Entre cousins, le risque de transmettre une maladie génétique à la descendance est augmenté, mais il reste faible: environ 6%, contre 3% environ dans la population générale. «Le risque de malformations congénitales augmente aussi avec les liens de parenté», souligne Florence Fellmann, qui rappelle cependant que la consanguinité est encore très présente dans certains pays; 60% des unions seraient concernées dans certaines régions du Pakistan.
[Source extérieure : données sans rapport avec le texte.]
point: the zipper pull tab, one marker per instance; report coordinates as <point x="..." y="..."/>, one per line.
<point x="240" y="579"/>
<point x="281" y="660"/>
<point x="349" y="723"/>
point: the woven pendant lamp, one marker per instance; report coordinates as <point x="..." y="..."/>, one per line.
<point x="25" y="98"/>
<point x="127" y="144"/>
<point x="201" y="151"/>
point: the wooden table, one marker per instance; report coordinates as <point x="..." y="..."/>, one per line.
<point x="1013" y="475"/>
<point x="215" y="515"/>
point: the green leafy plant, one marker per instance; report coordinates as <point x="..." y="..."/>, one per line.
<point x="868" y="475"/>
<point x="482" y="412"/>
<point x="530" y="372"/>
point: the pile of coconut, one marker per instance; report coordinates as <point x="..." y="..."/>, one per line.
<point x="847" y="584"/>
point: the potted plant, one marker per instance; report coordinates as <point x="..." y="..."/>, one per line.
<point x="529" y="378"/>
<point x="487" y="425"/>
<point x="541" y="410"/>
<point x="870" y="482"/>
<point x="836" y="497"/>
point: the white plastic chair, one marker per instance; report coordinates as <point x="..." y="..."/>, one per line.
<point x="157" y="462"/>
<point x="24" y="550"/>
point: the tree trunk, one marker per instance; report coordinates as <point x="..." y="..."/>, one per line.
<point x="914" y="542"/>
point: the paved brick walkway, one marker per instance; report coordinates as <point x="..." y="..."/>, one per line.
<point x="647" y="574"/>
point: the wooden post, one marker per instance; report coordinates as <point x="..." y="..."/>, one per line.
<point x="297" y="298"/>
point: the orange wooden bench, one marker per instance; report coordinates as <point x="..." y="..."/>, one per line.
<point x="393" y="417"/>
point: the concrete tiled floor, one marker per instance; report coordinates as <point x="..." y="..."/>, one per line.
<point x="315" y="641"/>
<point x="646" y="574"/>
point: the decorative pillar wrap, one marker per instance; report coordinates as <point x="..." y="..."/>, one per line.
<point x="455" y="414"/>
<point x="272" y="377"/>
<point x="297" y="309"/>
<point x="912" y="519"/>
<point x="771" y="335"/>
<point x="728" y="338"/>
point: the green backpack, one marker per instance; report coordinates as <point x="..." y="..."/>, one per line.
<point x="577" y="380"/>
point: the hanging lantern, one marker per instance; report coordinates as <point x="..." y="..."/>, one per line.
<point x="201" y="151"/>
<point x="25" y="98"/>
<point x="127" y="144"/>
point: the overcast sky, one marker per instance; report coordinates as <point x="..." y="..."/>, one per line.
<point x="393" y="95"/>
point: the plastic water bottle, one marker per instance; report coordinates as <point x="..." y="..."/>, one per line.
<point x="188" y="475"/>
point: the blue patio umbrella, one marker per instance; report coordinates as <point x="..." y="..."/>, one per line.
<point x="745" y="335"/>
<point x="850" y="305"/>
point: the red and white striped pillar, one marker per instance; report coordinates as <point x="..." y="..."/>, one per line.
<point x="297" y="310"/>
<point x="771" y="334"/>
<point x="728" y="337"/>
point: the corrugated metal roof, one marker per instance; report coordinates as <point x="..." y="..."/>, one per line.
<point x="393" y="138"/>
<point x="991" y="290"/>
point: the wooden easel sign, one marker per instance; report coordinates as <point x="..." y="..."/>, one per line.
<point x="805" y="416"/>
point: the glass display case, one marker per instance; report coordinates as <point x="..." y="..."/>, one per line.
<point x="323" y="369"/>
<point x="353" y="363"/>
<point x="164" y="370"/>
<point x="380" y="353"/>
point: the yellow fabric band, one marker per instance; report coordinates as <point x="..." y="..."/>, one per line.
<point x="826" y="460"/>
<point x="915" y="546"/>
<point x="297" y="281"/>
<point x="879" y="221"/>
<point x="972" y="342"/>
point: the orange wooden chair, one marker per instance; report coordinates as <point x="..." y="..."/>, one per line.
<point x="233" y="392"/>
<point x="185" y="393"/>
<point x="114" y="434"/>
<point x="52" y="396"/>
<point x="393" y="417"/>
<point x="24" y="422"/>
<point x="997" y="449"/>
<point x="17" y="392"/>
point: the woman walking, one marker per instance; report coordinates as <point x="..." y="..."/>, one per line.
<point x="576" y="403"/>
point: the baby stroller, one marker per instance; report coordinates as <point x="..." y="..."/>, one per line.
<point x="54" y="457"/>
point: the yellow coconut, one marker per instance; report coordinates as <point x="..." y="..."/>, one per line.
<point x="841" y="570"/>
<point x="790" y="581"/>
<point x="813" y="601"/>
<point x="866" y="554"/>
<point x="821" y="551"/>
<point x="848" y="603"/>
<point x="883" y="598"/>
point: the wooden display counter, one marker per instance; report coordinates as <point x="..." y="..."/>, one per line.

Dans le monde, 10% des couples seraient formés de cousins au deuxième degré, ou plus proches.
L’effet Westermark
En développant le concept de GSA et en osant parler de son cas, Barbara Gonyo a libéré la parole de nombreuses personnes, aux prises avec un sentiment souvent difficile à gérer. Mais pour l’heure, aucune preuve scientifique de cette attraction «génétique» n’existe. «Plusieurs travaux se sont à l’inverse intéressés aux personnes, apparentées ou non, qui sont élevées ensemble, poursuit Ariane Giacobino. Et il semble que cela diminue l’attraction réciproque.» C’est l’anthropologue finlandais Edvard Westermark qui, en 1921, a émis le premier cette hypothèse, depuis confirmée dans diverses études.
Une recherche menée sur des enfants élevés dans des kibboutz a ainsi conclu qu’il n’y avait pas de mariage entre personnes de la même classe d’âge. D’autres recherches menées sur l’île de Taïwan, quand il était encore de coutume de choisir très tôt une épouse aux garçons et de les élever ensemble, ont montré que la fécondité de ces couples, devenus adultes, était plus basse que dans la population générale, et le taux de divorce plus élevé. «La cohabitation dans la prime enfance réduit la probabilité de se mettre en couple, confirme Francesco Bianchi-Demicheli, spécialiste en sexologie et médecine sexuelle aux HUG. Il y a une sorte d’"empreinte négative" qui se met en place très tôt, sans doute dès les trois premières années de la vie.»
Il est alors possible que si elles n’ont pas développé cette empreinte négative, les personnes apparentées puissent être attirées fortement l’une vers l’autre, et revivent l’attachement initial qu’elles n’ont pu vivre. Barbara Gonyo relatait d’ailleurs que, dans les premiers temps, son attraction pour son fils n’était pas spécifiquement sexuelle: «Comme avec mes autres enfants, j’avais envie de respirer son odeur, de passer mes doigts dans ses cheveux.»
Les couples d’apparentés qui osent s’afficher sont de plus en plus nombreux, mais de plusieurs pays considèrent encore les relations entre adultes apparentés consentants comme un délit. C’est le cas en Suisse.
Naturellement attirés par qui nous ressemble
«L’attirance sexuelle et le désir, sont des phénomènes très complexes», prévient Francesco Bianchi-Demicheli, spécialiste en médecine sexuelle aux HUG, qui travaille sur le sujet depuis de nombreuses années, et a notamment montré que les odeurs jouent un rôle très important, «et pas seulement celles dont nous sommes conscients». En plus des odeurs que nous identifions, d’autres signaux seraient perçus par le cerveau. «Certaines proportions du corps ou du visage et d’autres facteurs implicites (symboliques, associations mentales, etc.) sont aussi connus pour être déterminants», poursuit le médecin. Concernant l’attirance entre apparentés, il rappelle que nous recherchons tous une part de ressemblance dans notre partenaire. «Il a été prouvé que l’on a plus d’empathie pour ceux qui nous ressemblent!»